Em escolas do Cone Sul também não é diferente. Alguns professores já estão cadastrados para serem “fiscais” de provas nos dois dias de realização do Enem. Os educadores selecionados irão trabalhar como aplicadores e chefes de sala.

 

Além dos educadores, também serão contratados para cozinheiros, equipe de apoio, entre outros, e cada um deles receberão um valor diferente pelos dois dias de serviços. “Mas um dos valores mais baixos é o pago aos professores”, desabafa uma professora cerejeirense.

 

Mas a maioria dos educadores está contrariada com o valor pago pelo governo para trabalhar nos dois dias das provas.
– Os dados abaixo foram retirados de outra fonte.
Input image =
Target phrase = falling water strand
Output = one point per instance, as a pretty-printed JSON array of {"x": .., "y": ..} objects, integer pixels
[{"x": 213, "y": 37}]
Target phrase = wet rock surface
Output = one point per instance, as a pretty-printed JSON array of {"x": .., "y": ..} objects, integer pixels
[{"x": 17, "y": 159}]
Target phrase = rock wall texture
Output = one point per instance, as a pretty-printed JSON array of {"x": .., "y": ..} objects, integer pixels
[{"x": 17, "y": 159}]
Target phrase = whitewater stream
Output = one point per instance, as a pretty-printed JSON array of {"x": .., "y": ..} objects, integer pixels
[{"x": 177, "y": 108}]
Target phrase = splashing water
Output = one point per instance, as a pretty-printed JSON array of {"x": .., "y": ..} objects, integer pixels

Neste ano, o bônus pago aos educadores é de cerca de R$ 160 pelos dois dias de trabalho, sábado e domingo.

 

“Este valor é baixo demais pelo que a gente passa”, diz uma professora que trabalha há 15 anos em Cerejeiras. “O governo paga esta quantia vergonhosa porque é para professores se fosse qualquer outro profissional, o valor seria mais alto”, diz a professora, que desistiu de ser monitora do Enem este ano. “Tô fora”, justifica.

 

Além de o bônus ser baixo demais, os educadores dizem também que a “humilhação” que eles passam no local do Enem é grande. “Temos de ficar das 8 da manhã às 6 da tarde na escola, não podemos levar celular e somos constantemente vigiados”, diz uma professora, também em Cerejeiras, que, mesmo assim, resolveu aceitar a proposta do governo e trabalhar nos dias das provas.